THE LINK to #urbanana:
Rheinstädte und ihre neuen Häfen, Teil 1 – Vom Brotkorb zum Neo-Port
Reportage: Wir haben drei Häfen erkundet, die so verschieden sind wie ihre Städte. Alle drei stehen für eine grundsätzliche Neuorientierung und für eine Neubewertung des Rheins. Der große Fluss eint und trennt, versorgt und umschmeichelt, beherrscht und lenkt das Leben in den drei #urbanana-Städten Köln, Düsseldorf und Duisburg. Aber Fluss ist nicht gleich Fluss.
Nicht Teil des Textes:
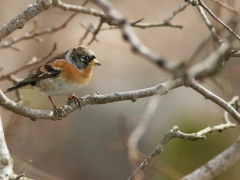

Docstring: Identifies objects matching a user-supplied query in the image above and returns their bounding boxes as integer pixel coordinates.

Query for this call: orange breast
[49,59,93,85]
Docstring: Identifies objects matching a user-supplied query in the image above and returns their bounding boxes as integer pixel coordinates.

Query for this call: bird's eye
[90,55,96,60]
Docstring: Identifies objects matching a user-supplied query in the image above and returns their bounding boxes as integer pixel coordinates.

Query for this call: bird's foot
[67,94,83,110]
[53,106,64,120]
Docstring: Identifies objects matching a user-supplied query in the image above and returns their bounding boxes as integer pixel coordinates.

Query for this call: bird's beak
[89,58,101,66]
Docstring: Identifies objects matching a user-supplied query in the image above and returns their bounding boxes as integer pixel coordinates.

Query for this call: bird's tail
[4,82,30,93]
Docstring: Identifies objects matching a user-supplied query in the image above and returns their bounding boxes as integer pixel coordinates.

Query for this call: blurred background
[0,0,240,179]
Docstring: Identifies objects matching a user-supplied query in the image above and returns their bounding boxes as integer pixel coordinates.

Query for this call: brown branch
[52,0,111,23]
[210,0,239,15]
[194,0,222,42]
[0,79,184,121]
[0,43,57,81]
[187,78,240,124]
[181,133,240,180]
[0,0,52,41]
[132,2,189,29]
[198,0,240,42]
[90,0,179,73]
[128,117,235,180]
[78,23,93,45]
[0,13,76,49]
[187,41,230,78]
[0,116,15,179]
[87,18,104,45]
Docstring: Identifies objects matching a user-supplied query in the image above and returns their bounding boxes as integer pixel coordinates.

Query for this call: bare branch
[0,43,57,81]
[87,18,104,45]
[210,0,239,15]
[223,96,239,123]
[198,0,240,42]
[0,0,52,41]
[131,2,189,29]
[128,97,160,154]
[0,13,76,49]
[0,79,184,120]
[52,0,109,21]
[193,0,222,42]
[187,78,240,124]
[128,117,235,180]
[0,116,14,179]
[187,41,230,78]
[90,0,179,73]
[181,133,240,180]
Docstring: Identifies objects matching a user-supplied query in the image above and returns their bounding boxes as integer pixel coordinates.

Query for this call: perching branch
[0,79,184,121]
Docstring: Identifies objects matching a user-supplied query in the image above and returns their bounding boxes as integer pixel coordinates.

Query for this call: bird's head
[65,45,101,70]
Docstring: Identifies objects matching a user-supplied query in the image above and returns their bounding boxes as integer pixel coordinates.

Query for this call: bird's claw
[53,106,64,120]
[67,94,83,110]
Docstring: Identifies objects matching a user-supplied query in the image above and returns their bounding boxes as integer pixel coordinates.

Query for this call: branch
[198,0,240,42]
[90,0,179,73]
[0,43,57,81]
[0,116,15,179]
[210,0,239,15]
[0,79,184,120]
[193,0,222,42]
[0,0,52,41]
[52,0,109,21]
[128,120,235,180]
[181,133,240,180]
[187,41,230,78]
[187,78,240,124]
[0,13,76,50]
[130,2,189,29]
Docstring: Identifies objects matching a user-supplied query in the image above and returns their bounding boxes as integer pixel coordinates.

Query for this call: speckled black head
[65,45,101,70]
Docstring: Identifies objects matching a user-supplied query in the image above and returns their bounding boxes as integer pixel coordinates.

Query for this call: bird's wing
[5,63,61,92]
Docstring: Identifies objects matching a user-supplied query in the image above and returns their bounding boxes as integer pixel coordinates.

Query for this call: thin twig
[223,96,239,123]
[78,23,92,45]
[90,0,178,73]
[210,0,239,15]
[0,43,57,81]
[87,18,104,45]
[165,2,189,22]
[81,0,90,7]
[128,121,235,180]
[0,13,76,49]
[187,78,240,124]
[193,0,222,42]
[198,0,240,42]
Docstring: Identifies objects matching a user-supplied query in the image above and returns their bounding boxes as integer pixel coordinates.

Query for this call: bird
[5,45,101,119]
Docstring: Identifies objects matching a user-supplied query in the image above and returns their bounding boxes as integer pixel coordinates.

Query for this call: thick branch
[0,0,52,41]
[0,116,14,179]
[0,79,184,120]
[182,133,240,180]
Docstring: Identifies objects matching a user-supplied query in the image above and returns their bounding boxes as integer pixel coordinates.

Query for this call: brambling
[5,45,101,119]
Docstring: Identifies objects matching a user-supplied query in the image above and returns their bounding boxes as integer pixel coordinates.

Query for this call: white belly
[34,77,87,96]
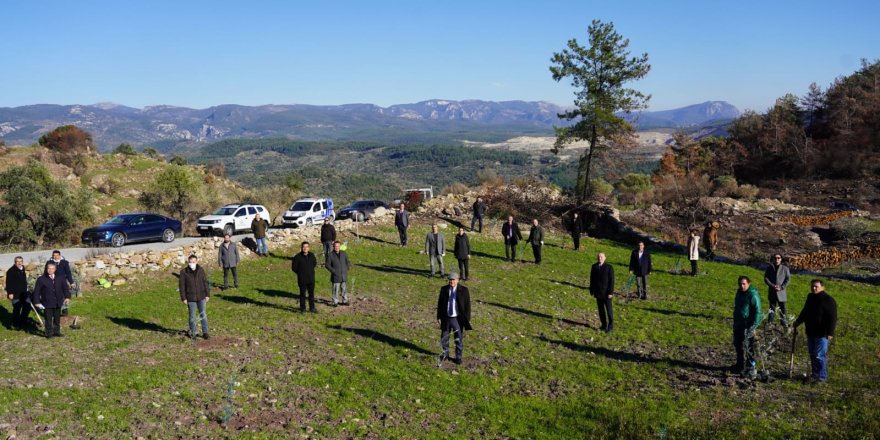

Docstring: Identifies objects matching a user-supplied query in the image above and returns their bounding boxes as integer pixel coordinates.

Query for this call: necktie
[448,289,456,316]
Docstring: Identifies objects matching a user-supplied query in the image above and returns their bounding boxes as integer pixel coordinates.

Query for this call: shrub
[477,169,504,187]
[712,176,738,197]
[615,173,653,205]
[441,182,469,195]
[113,143,137,155]
[138,165,200,220]
[142,147,161,159]
[169,155,187,166]
[830,217,870,242]
[732,184,760,200]
[589,178,615,203]
[38,125,94,154]
[653,173,712,206]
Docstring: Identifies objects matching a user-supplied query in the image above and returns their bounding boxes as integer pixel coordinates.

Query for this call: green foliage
[441,182,470,195]
[550,19,651,202]
[138,165,200,219]
[113,143,137,156]
[0,159,94,246]
[169,155,187,166]
[285,173,304,192]
[615,173,653,204]
[830,217,871,241]
[589,178,614,203]
[385,145,528,167]
[141,147,160,159]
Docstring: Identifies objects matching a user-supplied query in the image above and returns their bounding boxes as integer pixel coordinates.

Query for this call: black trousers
[457,258,469,280]
[470,216,483,232]
[596,297,614,330]
[505,242,517,261]
[43,307,62,336]
[11,299,31,326]
[440,317,464,359]
[397,226,408,246]
[532,244,542,264]
[322,241,333,262]
[222,266,238,288]
[298,282,316,311]
[690,259,698,276]
[572,233,580,250]
[733,326,756,371]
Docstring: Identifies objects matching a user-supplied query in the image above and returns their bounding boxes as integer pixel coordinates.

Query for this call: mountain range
[0,100,739,151]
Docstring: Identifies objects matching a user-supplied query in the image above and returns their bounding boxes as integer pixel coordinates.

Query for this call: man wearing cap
[436,272,472,365]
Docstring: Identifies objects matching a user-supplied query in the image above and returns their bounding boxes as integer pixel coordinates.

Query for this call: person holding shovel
[792,280,837,383]
[32,262,70,338]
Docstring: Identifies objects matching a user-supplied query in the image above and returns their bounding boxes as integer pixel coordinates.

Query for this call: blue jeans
[256,237,267,255]
[187,299,209,336]
[807,336,829,381]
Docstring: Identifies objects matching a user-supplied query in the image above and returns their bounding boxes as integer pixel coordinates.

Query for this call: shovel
[29,302,44,327]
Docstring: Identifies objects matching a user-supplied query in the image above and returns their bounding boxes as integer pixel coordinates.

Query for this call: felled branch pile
[780,211,854,227]
[787,243,880,271]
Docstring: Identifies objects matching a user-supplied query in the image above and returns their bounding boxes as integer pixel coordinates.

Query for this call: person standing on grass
[326,240,352,306]
[793,280,838,383]
[763,254,791,327]
[32,262,70,338]
[180,255,211,339]
[45,250,75,292]
[5,256,31,328]
[471,198,487,233]
[251,213,268,256]
[501,216,523,262]
[425,224,446,278]
[732,276,762,378]
[218,234,240,290]
[687,229,700,276]
[453,227,471,281]
[436,272,472,365]
[589,253,615,333]
[395,203,410,247]
[292,241,318,313]
[570,212,583,250]
[628,241,652,300]
[526,219,544,264]
[320,217,337,264]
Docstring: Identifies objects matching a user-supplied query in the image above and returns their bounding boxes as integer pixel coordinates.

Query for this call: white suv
[197,203,271,236]
[282,198,334,228]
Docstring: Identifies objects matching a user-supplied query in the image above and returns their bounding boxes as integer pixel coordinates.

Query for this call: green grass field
[1,223,878,439]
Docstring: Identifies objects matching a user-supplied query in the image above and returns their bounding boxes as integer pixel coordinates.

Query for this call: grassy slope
[0,222,878,439]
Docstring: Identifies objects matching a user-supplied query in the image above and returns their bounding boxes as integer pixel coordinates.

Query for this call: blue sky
[2,1,878,112]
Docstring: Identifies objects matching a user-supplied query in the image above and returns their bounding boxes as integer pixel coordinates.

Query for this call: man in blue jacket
[32,262,71,338]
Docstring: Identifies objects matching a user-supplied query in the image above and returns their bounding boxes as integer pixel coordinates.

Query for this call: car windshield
[289,202,313,211]
[212,207,238,215]
[351,201,371,208]
[105,215,130,225]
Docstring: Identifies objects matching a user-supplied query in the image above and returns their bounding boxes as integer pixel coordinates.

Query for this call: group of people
[4,202,840,382]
Industrien ändern sich, Globalisierungsströme wechseln ihre Läufe und Häfen werden in ihrer Bedeutung als "nachrangig" eingestuft, so geschehen beim Rheinauhafen in Köln, dem Wirtschaftshafen von Düsseldorf und dem Duisburger Innenhafen. Wie aus ausrangierten, unrentablen Ankerplätzen hochmoderne Wohn-Büro-Gastro-Ports werden können, beweisen die gelungenen Umwandlungen. Allen Unterschieden zum Trotz haben die drei Neu-Häfen eine Gemeinsamkeit: sie sind groß und zentral gelegen.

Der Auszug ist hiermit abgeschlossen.